Dans ce nouveau contexte dominé par le virtuel, le touriste, qu'il faut bien distinguer du vacancier, fait figure de héros. On lui reproche un conformisme qui le pousse à aller voir tout ce qui lui est présenté comme valant le détour. Il se perd donc en détours. Il encourt par là le reproche de Sénèque: ton mal tu le portes en toi, ce n'est pas en changeant de lieu que tu t'en libéreras. Mais Platon pourrait venir au secours du touriste, lequel cherche, à la lumière des indications qui lui sont fournies par des personnes plus éclairées, des scènes vraiment dignes de son regard, des objets auxquels il s'attachera, à partir desquels s'institueront en lui des hiérarchies. Il n'oserait peut-être pas le dire: c'est sa façon de sortir de la caverne virtuelle dans laquelle il se sent enfermé. Le besoin de réel, d'incarnation, l'incitera même à sortir des trajets recommandés, voire à faire de longs trajets à pied ou en vélo. Il peut ainsi faire des rencontres si heureuses qu'elles orienteront désormais sa vie. Nous sommes à l'ère de la sociabilité élective, préférable à bien des égards à la sociabilité subie dans ces milieux clos où l'on a plus de racines que d'ailes. Les plus beaux réseaux d'amis sont souvent le produit de voyages qu'il n'est pas toujours possible de bien distinguer du tourisme.
Des amis viennent de partir pour la Suisse. Ils marcheront dans les Alpes, peut-être à Sils Maria, dans les traces de Nietzsche. Et c'est ainsi, dira l'ennemi irréductible du touriste, que sera pollué par la présence humaine un site qui ne pouvait convenir à Nietzsche que dans sa virginité. Voilà un autre mensonge à démasquer. On est souvent très heureux de trouver un frère humain dans un de ces lieux – il en existe encore une infinité où l'on espérait être seul. Ersnt Jünger a été l'homme le plus étonné et le plus heureux du monde quand, à la recherche d'insectes rares dans une rivière oubliée d'Andalousie, il entendit au loin un clapotement. C'était le bruit que faisait en marchant dans l'eau de la rivière un vieil ami entomologiste, l'une des rares personnes au monde qui savait qu'on pouvait découvrir là des scarabées d'une exceptionnelle beauté. Ni l'un ni l'autre, m'objectera-t-on, n'étaient des touristes. Mais justement nous nous élevons tous au-dessus de notre statut de touriste quand nous contemplons vraiment. Et alors loin de vouloir garder pour nous seuls la joie qui nous inonde, nous plaignons tous ceux qui n'y ont pas eu accès. Et c'est ainsi que les récits de voyage ont fait naître le tourisme.

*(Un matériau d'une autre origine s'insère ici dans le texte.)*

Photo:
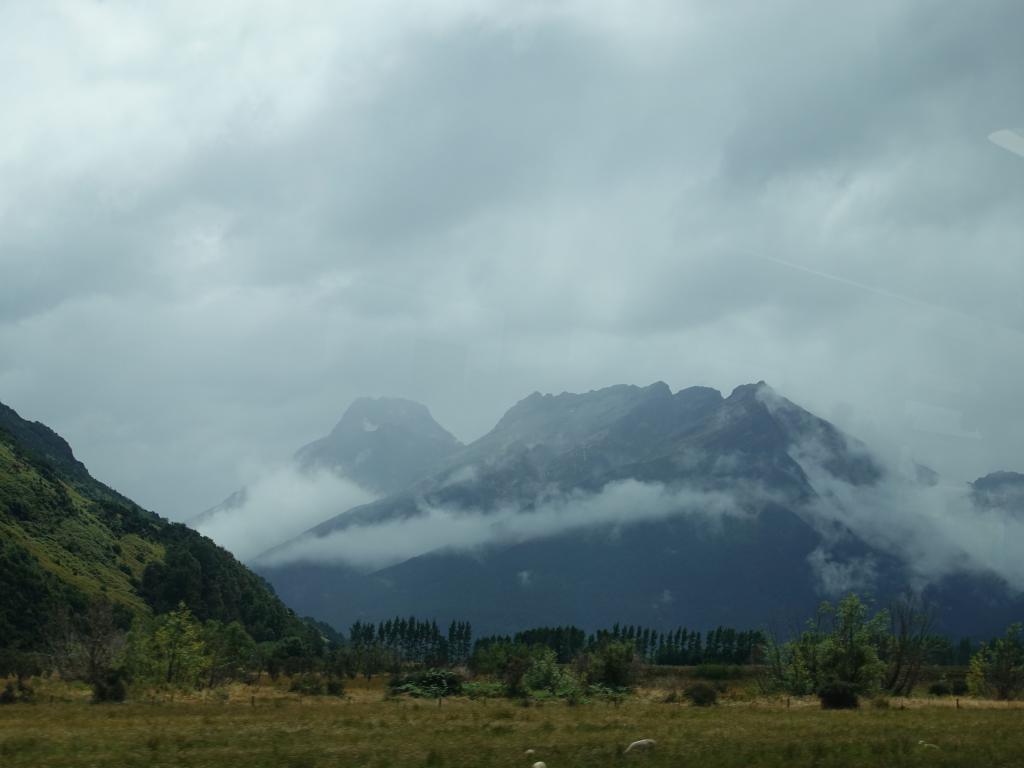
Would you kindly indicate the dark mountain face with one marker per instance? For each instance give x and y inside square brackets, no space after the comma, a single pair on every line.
[1003,491]
[67,540]
[382,444]
[763,559]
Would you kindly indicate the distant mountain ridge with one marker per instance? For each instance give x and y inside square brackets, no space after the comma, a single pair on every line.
[767,560]
[382,444]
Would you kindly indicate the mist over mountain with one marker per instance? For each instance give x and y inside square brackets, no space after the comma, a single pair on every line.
[379,446]
[68,540]
[640,504]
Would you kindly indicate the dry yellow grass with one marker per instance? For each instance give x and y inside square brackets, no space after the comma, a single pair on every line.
[287,731]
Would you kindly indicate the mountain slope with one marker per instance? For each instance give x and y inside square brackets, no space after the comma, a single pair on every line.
[552,454]
[382,444]
[638,505]
[67,540]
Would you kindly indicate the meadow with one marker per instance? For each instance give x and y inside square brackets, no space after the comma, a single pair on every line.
[267,726]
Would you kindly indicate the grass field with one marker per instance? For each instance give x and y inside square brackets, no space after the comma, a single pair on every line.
[364,729]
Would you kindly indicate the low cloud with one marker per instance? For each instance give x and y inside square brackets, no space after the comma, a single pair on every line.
[936,530]
[280,506]
[438,528]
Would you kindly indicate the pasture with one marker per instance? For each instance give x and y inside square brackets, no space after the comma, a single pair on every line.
[266,726]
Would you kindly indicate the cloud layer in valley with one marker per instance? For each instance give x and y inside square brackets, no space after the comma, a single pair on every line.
[283,503]
[936,529]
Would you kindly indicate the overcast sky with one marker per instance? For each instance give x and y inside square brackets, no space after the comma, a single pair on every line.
[221,222]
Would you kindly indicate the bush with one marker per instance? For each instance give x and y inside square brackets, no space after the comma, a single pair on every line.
[839,695]
[111,687]
[718,672]
[307,685]
[429,684]
[615,666]
[483,690]
[16,692]
[701,694]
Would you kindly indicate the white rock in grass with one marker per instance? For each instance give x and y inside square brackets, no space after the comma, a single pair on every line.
[642,745]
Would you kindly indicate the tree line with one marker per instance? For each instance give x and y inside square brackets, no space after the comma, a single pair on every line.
[681,646]
[846,652]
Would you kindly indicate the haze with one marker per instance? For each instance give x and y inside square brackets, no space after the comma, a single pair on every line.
[219,225]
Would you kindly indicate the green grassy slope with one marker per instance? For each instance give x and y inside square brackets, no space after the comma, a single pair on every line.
[67,540]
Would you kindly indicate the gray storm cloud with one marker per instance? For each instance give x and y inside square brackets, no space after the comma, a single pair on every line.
[211,242]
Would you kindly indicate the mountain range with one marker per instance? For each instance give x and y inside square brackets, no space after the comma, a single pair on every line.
[68,540]
[628,504]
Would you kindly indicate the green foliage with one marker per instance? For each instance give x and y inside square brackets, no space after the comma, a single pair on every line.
[67,541]
[111,687]
[997,669]
[168,651]
[483,689]
[836,657]
[308,684]
[231,651]
[614,665]
[719,672]
[429,684]
[701,694]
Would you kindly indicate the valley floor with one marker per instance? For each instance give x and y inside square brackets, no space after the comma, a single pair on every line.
[364,729]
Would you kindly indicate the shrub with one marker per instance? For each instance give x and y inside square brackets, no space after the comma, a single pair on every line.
[701,694]
[839,695]
[718,672]
[429,684]
[110,687]
[615,666]
[307,684]
[544,673]
[483,690]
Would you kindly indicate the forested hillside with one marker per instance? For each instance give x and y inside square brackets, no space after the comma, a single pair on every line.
[68,541]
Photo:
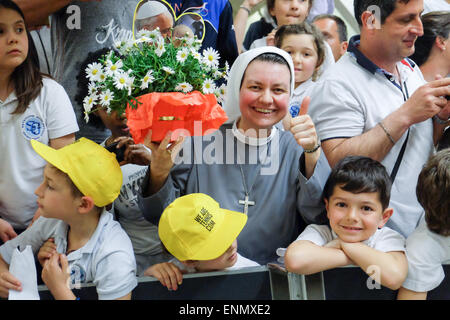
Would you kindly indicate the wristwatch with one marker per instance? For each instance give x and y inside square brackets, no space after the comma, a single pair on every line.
[440,121]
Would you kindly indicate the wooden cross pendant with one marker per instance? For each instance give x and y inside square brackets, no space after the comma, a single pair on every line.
[246,203]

Il est fort possible que le tourisme tel qu'on le pratique aujourd'hui, à grande échelle et grande distance, disparaisse bientôt. Il faut espérer que les hommes auront su en profiter pour éduquer un regard réduit au scannage par l'ensemble de la vie contemporaine. J'ai beaucoup voyagé jusqu'à l'âge de cinquante ans et si je puis aujourd'hui vivre heureux dans mon pré, trouver dans une fleur sauvage près de la maison ce que j'avais cherché à Florence, je le dois en grande partie à des éblouissements exotiques: c'est la peinture hollandaise qui m'a révélé mes paysages d'hiver.
C'est l'autoroute et la télé de chaque jour qui ont réduit le regard créateur au scannage. Le tourisme est davantage une tentative pour y échapper qu'un moyen de le renforcer. Sans doute y échappe-t-on plus facilement par le vrai voyage, mais on pourrait tout aussi bien soutenir qu'en prenant chez soi de vraies vacances, en s'abandonnant à un temps vide, loin des autoroutes et des écrans cathodiques, on a encore de meilleures chances de pouvoir reprendre contact avec le réel par les yeux, et non seulement par les yeux mais par tous les autres sens. Car notre mal est une désincarnation mettant en cause tous les sens. Le tourisme excessif ne serait-il pas une tentative désespérée pour s'incarner, s'enraciner dans un autre lieu, fût-il aux antipodes?
1-Ivan Illich, La perte des sens, Fayard, Paris 2004. Surveiller le regard à l'heure du show, Conférence inaugurale de la grande rencontre internationale d'«Interface x, qui s'est tenue à Hambourg le 19 janvier 1993, p.205.
2-Ivan Illich et David Cayley, « La corruption du meilleur engendre le pire », Actes Sud 2007, p.156.
3-Ivan Illich, La perte des sens, p.168.